The newly-released Pokémon GO app has prompted many to go outside in order to fulfill their childhood fantasies. Everywhere you look, you’re almost sure to find somebody perusing a street corner or navigating through a public park. However, the revitalization of the Pokémon brand comes with some unforeseen complications.

This application allows lifelong fans of the animated show or game to catch virtual Pokémon with their smartphones in real world settings. Most are aware that the app tracks users’ location (tons of top apps utilize this feature) as GPS tracking is a fundamental aspect of the game. We are seemingly okay with that. However, Pokémon GO also requires users to either log into their Google accounts or a Pokémon Club account in order to begin navigating the semi-virtual reality world.

With this comes a conflict between our desire for privacy and our desire to become Pokemon masters. Niantic, the mobile game company behind Pokémon GO, can easily access personal contacts, emails and other sorts of sensitive information. User data is processed by privately owned companies and sent to third-party applications to potentially advertise to the gamers. Essentially, sensitive information serves as a catalog for other companies to utilize in the form of advertisements. Niantic justifies this usage by stating in its privacy policy that its “primary goal in collecting information [is] to provide and improve Services.” With this, Niantic legally has the right to use this data at its own discretion, jeopardizing user information.  

For the purposes of the game, this sensitive information is absolutely unnecessary. There’s no function that a personal email chain can serve in catching an elusive Pocket Monster. Niantic could potentially leverage this private information for its own financial benefit.
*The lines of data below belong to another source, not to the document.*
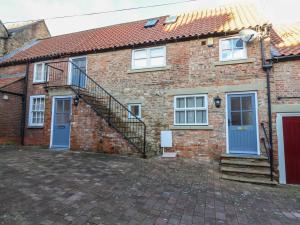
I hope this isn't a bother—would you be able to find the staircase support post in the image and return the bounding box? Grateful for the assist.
[108,96,111,125]
[143,124,147,159]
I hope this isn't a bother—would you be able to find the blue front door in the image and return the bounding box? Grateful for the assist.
[52,98,72,149]
[227,94,258,154]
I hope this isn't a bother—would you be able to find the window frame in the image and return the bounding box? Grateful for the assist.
[131,45,167,70]
[173,94,209,126]
[28,95,46,127]
[33,62,46,83]
[127,103,142,119]
[219,36,248,62]
[68,55,88,85]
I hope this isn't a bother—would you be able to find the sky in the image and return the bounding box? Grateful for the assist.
[0,0,300,36]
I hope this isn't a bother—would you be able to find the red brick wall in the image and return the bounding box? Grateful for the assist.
[271,60,300,168]
[0,66,25,144]
[0,34,274,157]
[88,35,268,157]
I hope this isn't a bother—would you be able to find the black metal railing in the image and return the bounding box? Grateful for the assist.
[260,123,273,181]
[45,61,146,158]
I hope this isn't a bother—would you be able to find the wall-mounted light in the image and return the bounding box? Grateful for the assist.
[2,95,8,100]
[73,95,79,106]
[214,95,222,108]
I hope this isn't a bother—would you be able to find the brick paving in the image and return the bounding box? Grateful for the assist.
[0,148,300,225]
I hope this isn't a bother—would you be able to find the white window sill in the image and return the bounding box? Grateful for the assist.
[27,125,44,129]
[32,80,46,84]
[170,125,214,130]
[127,66,170,73]
[214,58,255,66]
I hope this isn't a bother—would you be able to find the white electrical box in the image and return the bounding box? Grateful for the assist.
[160,131,172,148]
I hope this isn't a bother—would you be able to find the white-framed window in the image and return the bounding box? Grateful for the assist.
[132,46,166,69]
[33,63,46,83]
[69,56,87,87]
[174,95,208,125]
[28,95,45,126]
[219,37,247,61]
[128,103,142,119]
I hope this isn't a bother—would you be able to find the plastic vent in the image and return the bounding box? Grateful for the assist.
[144,19,158,28]
[165,16,177,24]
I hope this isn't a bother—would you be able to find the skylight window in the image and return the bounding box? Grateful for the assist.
[165,16,177,24]
[144,19,158,28]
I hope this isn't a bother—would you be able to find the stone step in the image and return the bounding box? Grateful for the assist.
[221,165,270,176]
[220,154,268,162]
[221,174,277,185]
[221,159,270,168]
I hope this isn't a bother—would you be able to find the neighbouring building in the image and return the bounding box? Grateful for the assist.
[0,5,300,183]
[0,20,51,57]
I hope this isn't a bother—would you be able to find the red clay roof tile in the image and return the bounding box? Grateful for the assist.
[0,4,268,65]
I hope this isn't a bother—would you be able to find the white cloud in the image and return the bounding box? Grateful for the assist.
[0,0,300,35]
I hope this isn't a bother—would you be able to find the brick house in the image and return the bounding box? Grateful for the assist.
[0,5,300,183]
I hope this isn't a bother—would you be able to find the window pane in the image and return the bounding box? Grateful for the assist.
[242,112,252,125]
[222,50,232,60]
[130,105,139,116]
[176,98,185,108]
[242,96,252,110]
[231,97,241,111]
[186,97,195,108]
[231,112,242,126]
[35,63,43,81]
[233,38,244,48]
[64,101,71,113]
[221,40,231,50]
[134,50,147,59]
[150,57,165,66]
[72,57,86,74]
[176,111,185,124]
[186,110,195,123]
[134,59,147,68]
[196,110,207,123]
[150,48,164,57]
[232,49,245,59]
[196,97,204,107]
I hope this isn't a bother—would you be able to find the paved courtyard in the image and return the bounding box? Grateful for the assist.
[0,148,300,225]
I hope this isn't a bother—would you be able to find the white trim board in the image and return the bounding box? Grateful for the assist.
[49,95,73,149]
[276,112,300,184]
[225,91,261,156]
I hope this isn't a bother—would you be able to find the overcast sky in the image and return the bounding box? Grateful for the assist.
[0,0,300,35]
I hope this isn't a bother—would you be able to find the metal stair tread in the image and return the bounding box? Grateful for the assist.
[221,174,277,185]
[221,166,270,175]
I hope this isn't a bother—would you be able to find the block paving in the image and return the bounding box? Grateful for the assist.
[0,147,300,225]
We view the exclusive catering of advertising as a sort of creepy stranger who has done too much research on us. Boundaries are overstepped as web privacy and security are often ignored in favor of the pursuit of profit. Niantic explicitly dubbed its users’ information as a “business asset” in its Privacy Policy. Selling personal information in such a manner should deter even its most avid users from opening the game. Consumers should be aware that this murky practice of garnering information to sell is a violation of basic privacy rights and  a breach in the standard vendor-consumer relationship.

This leaves consumers at a crossroads. Does their affinity for the game outweigh their fear of a mishandling of personal information? It seems as though a majority of the players are aware that Niantic collects sensitive data, like phone contacts, but still opt to open the app. No matter what corporations do that infringe on our rights, people still consume the product regardless of the consequences.To most consumers, the privacy violations are a necessary evil that allows them entry into the revamped world of Pokémon.

Pokémon GO has utilized its brand as a means to store users’ private information. Although such acts are clearly problematic, the raging popularity of the game trumps the potential repercussions. The way things are looking now, these third party companies won’t need to search for our personal information nearly as hard as we’re looking for Pokémon.